Laut Weltbank müssen 1,5 Milliarden Menschen – 20 Prozent der Weltbevölkerung – ohne Elektrizität leben. "Der verstärkte Einsatz erneuerbarer Energien ist im direkten Interesse armer Länder", befindet die Organisation. "Sie gewähren Zugang zu einer sauberen, billigen und verlässlichen Stromversorgung." So ließ die IFC bislang etwa Geld in Wasserkraft- und Solaranlagen in Asien und Afrika, in Lateinamerikas größte Windfarm in Mexiko oder in Biomasse-Kraftwerke in Indien fließen.

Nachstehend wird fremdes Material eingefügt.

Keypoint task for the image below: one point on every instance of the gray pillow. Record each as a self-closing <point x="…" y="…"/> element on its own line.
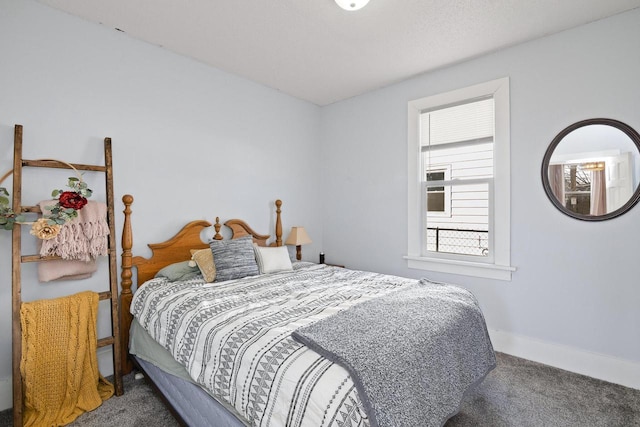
<point x="234" y="259"/>
<point x="178" y="271"/>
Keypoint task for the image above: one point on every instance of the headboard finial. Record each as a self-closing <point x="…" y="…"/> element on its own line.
<point x="278" y="223"/>
<point x="217" y="226"/>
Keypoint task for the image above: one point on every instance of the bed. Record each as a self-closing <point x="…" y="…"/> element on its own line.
<point x="284" y="343"/>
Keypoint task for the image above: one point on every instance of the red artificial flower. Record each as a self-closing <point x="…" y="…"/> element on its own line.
<point x="71" y="199"/>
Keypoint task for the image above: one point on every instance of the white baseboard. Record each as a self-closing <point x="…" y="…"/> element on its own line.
<point x="600" y="366"/>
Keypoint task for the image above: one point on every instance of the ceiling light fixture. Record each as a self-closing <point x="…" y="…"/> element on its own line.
<point x="352" y="4"/>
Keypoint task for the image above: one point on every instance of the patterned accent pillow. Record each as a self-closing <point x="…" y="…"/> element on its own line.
<point x="204" y="260"/>
<point x="272" y="259"/>
<point x="234" y="259"/>
<point x="179" y="271"/>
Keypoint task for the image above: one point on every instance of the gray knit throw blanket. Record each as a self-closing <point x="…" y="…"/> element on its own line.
<point x="413" y="354"/>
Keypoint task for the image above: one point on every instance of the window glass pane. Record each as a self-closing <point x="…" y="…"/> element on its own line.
<point x="466" y="230"/>
<point x="435" y="201"/>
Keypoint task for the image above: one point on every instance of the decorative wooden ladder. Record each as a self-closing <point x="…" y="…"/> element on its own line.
<point x="18" y="259"/>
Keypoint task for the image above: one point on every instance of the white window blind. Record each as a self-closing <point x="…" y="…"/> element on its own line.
<point x="464" y="122"/>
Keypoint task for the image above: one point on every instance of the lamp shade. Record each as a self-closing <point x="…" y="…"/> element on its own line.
<point x="352" y="4"/>
<point x="298" y="237"/>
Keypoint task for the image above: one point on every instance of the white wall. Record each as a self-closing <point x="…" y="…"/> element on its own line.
<point x="189" y="142"/>
<point x="576" y="290"/>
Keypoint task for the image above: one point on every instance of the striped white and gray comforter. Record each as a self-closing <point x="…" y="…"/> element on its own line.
<point x="234" y="338"/>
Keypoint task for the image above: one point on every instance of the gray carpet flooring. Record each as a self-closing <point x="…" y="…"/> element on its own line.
<point x="517" y="393"/>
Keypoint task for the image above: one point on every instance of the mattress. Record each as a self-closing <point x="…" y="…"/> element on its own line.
<point x="234" y="339"/>
<point x="191" y="402"/>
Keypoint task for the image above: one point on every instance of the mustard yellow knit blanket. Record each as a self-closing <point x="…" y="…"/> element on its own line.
<point x="59" y="364"/>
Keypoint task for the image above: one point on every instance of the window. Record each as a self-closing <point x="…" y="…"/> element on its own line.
<point x="459" y="173"/>
<point x="438" y="196"/>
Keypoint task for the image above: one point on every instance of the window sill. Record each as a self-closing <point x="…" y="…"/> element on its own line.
<point x="465" y="268"/>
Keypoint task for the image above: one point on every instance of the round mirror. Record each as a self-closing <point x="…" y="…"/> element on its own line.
<point x="591" y="170"/>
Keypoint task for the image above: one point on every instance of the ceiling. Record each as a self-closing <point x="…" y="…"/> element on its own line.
<point x="313" y="50"/>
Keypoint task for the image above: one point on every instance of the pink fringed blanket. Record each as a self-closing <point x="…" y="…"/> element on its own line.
<point x="79" y="243"/>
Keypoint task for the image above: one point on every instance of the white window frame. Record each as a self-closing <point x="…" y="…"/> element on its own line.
<point x="496" y="267"/>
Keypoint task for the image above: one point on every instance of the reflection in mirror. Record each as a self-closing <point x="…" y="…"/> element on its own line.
<point x="591" y="170"/>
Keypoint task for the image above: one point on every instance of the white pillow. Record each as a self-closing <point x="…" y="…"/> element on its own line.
<point x="272" y="259"/>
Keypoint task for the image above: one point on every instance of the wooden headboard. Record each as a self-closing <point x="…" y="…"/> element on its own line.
<point x="174" y="250"/>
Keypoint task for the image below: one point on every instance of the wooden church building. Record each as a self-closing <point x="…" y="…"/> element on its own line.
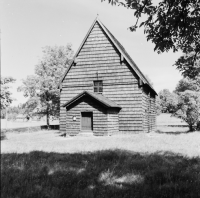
<point x="103" y="92"/>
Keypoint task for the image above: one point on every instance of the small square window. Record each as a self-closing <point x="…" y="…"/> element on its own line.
<point x="98" y="86"/>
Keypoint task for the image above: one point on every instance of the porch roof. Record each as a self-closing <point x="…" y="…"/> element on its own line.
<point x="98" y="97"/>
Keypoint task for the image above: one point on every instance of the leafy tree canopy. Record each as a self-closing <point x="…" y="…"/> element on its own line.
<point x="170" y="24"/>
<point x="41" y="88"/>
<point x="6" y="98"/>
<point x="188" y="84"/>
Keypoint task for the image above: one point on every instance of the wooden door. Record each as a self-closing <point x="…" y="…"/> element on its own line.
<point x="86" y="121"/>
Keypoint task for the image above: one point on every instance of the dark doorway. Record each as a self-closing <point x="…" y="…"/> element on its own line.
<point x="87" y="121"/>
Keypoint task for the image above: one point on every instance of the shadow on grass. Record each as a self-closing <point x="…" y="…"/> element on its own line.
<point x="174" y="132"/>
<point x="108" y="173"/>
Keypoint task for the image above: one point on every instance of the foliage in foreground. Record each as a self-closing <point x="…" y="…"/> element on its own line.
<point x="170" y="24"/>
<point x="5" y="94"/>
<point x="100" y="174"/>
<point x="41" y="88"/>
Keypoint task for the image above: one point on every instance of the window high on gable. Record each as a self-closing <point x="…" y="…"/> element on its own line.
<point x="98" y="86"/>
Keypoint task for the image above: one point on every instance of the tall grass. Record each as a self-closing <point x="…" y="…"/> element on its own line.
<point x="100" y="174"/>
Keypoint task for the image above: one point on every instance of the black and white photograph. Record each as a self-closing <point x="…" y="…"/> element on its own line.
<point x="100" y="98"/>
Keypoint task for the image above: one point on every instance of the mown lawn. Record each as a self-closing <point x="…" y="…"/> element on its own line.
<point x="108" y="173"/>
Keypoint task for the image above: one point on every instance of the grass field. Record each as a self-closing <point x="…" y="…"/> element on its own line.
<point x="107" y="174"/>
<point x="45" y="164"/>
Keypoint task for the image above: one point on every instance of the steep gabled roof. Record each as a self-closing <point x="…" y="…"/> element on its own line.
<point x="120" y="49"/>
<point x="98" y="97"/>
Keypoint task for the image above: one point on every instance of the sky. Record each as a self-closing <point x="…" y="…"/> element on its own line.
<point x="29" y="25"/>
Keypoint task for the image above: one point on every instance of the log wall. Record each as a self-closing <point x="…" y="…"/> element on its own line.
<point x="99" y="59"/>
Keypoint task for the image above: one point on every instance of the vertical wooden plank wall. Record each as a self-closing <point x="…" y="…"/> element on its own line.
<point x="113" y="122"/>
<point x="149" y="113"/>
<point x="99" y="60"/>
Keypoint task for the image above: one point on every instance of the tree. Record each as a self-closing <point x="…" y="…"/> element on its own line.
<point x="172" y="24"/>
<point x="6" y="98"/>
<point x="188" y="84"/>
<point x="168" y="101"/>
<point x="41" y="88"/>
<point x="188" y="108"/>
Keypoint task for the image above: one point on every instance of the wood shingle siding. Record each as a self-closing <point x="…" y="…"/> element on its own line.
<point x="99" y="58"/>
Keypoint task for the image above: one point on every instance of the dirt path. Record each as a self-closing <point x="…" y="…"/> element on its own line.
<point x="50" y="141"/>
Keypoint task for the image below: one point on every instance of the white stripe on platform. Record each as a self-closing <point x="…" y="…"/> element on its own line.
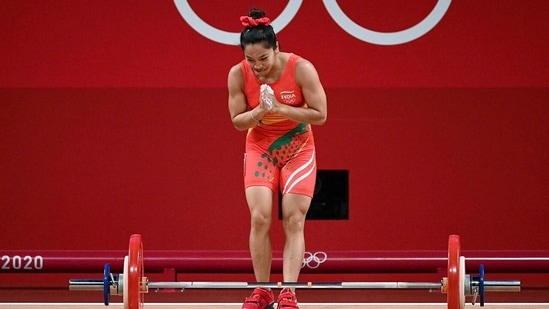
<point x="364" y="305"/>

Damit grüne Technologie in armen Ländern Fuß fasst, müssen laut Khalil die Kosten runter – wie einst beim Handy. "Dann ist der Markt riesig." Hersteller müssten auch zu kleinen, verbrauchergerechten Energiequellen hin umdenken, um die Armen zu erreichen. "Diejenigen Länder und Firmen, die diesen Teil der Bevölkerung und diese Teile der Welt als Märkte sehen und über Lösungen nachdenken, werden die Gewinner sein."

Global sind die Konkurrenten schon am Start. "Wir erleben gerade ein grünes Wettrennen", meint Björn Stigson, Vorsitzender des "Weltwirtschaftsrats für Nachhaltige Entwicklung", einem Forum von rund 200 Firmen in entsprechenden Geschäftsfeldern. "In China und in anderen Ländern Asiens nimmt das Bewusstsein für Möglichkeiten zu, "grün" Wachstum zu erzielen." Gerade der größte globale Klimasünder prescht voran: Ende 2009 beherrschte China laut Stigson die Hälfte des weltweiten Solar-Marktes, drei Jahre zuvor waren es gerade drei Prozent. Von 2008 auf 2009 verdoppelte das Land seine Windenergie-Kapazität. Pekings ehrgeiziges Ziel: Bis 2020 sollen nicht-fossile Quellen 15 Prozent der Energie liefern, voriges Jahr waren es neun.

Im September verdrängte China die USA von der Spitze einer Rangliste der attraktivsten Länder für Investitionen in erneuerbare Energien. Auf Platz drei liegen Deutschland und Indien. Im November schafften es vier neue Staaten in das 30 Länder umfassende Ranking der Wirtschaftsprüfungsgesellschaft Ernst&Young: Südkorea, Rumänien, Ägypten und Mexiko.